Lockheed’s F-35 at risk of costly fixes – Congress watchdog says

By Duncan Mil

April 26, 2022 - The U.S. and allies buying F-35 fighter jets could face added costs as problems emerge during long-delayed combat simulation tests, according to the U.S. Government Accountability Office (GAO).

Completion of combat testing is legally required before the Pentagon approves full-rate production. The more aircraft produced before testing is complete, the more it will cost to retrofit them.

The GAO concludes that delays in developing the F-35 simulator for essential software testing have impeded reaching the full-rate milestone.

There are 24 million individual lines of code in the F-35 system alone. The F-35 operating software is released in blocks, adding additional capabilities from one block to the next.

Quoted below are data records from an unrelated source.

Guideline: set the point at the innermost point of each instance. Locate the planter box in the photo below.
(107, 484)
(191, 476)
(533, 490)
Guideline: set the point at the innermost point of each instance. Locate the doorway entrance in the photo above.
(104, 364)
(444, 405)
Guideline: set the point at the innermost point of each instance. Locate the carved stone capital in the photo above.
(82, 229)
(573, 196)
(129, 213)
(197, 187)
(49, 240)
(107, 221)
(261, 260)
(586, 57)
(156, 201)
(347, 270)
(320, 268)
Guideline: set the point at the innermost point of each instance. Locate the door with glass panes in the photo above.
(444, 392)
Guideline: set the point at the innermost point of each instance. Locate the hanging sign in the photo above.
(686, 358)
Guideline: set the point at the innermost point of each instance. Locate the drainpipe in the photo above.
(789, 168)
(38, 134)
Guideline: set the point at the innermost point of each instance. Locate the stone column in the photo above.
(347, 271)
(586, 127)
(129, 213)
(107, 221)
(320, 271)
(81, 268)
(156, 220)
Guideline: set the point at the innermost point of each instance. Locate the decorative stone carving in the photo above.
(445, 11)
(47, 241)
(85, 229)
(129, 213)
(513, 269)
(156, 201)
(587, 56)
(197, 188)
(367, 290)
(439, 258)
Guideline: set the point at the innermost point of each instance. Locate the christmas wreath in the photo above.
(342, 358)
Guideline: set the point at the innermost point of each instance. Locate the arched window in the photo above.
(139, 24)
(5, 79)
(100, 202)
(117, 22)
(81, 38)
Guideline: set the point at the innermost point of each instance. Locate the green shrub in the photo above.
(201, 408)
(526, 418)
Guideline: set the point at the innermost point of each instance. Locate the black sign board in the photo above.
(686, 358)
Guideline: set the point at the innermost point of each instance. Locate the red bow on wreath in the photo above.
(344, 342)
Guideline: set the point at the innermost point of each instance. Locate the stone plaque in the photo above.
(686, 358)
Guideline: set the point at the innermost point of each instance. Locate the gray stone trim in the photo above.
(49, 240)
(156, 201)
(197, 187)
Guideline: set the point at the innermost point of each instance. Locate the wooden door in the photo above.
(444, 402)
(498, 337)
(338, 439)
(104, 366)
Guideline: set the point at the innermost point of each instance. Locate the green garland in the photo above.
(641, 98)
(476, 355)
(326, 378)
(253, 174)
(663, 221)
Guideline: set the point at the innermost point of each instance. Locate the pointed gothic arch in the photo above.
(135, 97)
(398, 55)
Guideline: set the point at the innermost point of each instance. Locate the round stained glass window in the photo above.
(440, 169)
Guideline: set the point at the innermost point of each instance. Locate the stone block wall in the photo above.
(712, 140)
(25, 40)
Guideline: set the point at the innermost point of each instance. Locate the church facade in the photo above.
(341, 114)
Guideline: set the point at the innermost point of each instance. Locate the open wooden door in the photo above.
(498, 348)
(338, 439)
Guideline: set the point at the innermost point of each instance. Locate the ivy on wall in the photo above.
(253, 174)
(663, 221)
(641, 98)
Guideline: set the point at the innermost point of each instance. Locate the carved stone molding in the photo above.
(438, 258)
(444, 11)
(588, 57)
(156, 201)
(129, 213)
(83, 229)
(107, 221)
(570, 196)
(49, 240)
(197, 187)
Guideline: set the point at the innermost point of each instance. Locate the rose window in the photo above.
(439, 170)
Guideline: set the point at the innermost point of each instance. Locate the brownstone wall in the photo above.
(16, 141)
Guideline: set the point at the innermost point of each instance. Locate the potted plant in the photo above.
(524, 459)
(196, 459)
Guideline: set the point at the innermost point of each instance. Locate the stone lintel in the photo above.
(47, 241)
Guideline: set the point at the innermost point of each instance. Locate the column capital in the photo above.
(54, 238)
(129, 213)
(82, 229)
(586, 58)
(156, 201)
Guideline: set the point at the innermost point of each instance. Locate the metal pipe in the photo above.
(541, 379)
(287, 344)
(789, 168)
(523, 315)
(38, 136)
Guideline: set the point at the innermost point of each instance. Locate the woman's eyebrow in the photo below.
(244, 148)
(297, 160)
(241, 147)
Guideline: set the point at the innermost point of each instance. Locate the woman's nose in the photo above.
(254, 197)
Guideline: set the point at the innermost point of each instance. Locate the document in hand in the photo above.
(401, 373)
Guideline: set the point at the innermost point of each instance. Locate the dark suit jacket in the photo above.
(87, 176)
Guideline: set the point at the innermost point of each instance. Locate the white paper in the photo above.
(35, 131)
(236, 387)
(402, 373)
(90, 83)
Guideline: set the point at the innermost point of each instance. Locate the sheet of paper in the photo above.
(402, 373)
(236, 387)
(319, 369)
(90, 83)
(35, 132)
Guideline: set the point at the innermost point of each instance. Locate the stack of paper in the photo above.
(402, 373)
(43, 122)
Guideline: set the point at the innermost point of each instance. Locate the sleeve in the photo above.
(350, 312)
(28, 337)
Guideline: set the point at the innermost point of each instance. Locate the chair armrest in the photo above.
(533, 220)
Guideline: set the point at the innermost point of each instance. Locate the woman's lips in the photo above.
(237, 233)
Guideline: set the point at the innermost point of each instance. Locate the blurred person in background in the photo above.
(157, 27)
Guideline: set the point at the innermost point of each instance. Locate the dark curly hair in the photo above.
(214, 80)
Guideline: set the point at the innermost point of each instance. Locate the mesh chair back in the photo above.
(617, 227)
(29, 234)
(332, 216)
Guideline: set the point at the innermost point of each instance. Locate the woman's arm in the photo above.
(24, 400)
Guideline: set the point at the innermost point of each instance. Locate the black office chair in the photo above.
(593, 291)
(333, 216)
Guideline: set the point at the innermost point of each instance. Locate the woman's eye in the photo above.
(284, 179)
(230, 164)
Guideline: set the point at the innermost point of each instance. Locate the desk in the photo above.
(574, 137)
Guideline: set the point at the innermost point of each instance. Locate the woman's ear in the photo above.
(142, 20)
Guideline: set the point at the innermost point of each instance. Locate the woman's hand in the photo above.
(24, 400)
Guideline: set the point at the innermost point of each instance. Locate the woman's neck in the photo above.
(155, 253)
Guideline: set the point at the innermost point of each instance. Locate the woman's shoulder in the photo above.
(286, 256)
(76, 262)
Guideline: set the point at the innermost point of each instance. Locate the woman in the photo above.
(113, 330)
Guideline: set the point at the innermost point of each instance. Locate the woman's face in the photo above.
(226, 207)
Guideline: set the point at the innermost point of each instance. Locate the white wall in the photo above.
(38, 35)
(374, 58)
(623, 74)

The F-35’s Block 4 software upgrade cost has risen by $741 million since 2020 to about $15 billion and will stretch to 2029, three years later than planned. Block 4 will enable some F-35As to be dual-capable, meaning that they will have the ability to deliver B61-12 nuclear weapons.

The Block 4 software upgrade also increases the flexibility of the F-35 with more missiles, longer ranges and artificial intelligence -- such as flying the XQ-58A “Valkyrie” uncrewed combat aircraft. The increased processing power will also benefit electronic warfare capabilities in jamming enemy radar and transmissions.

The GAO also criticised engine contractor Pratt & Whitney for delivering “nearly all” F-35 engines late in 2021, delivering just six of the 152 on time.

The Pentagon also continues to grapple with five previously undisclosed deficiencies with the aircraft’s onboard system to prevent fuel tank fires and the engines, rudder and electronic combat system, the GAO said.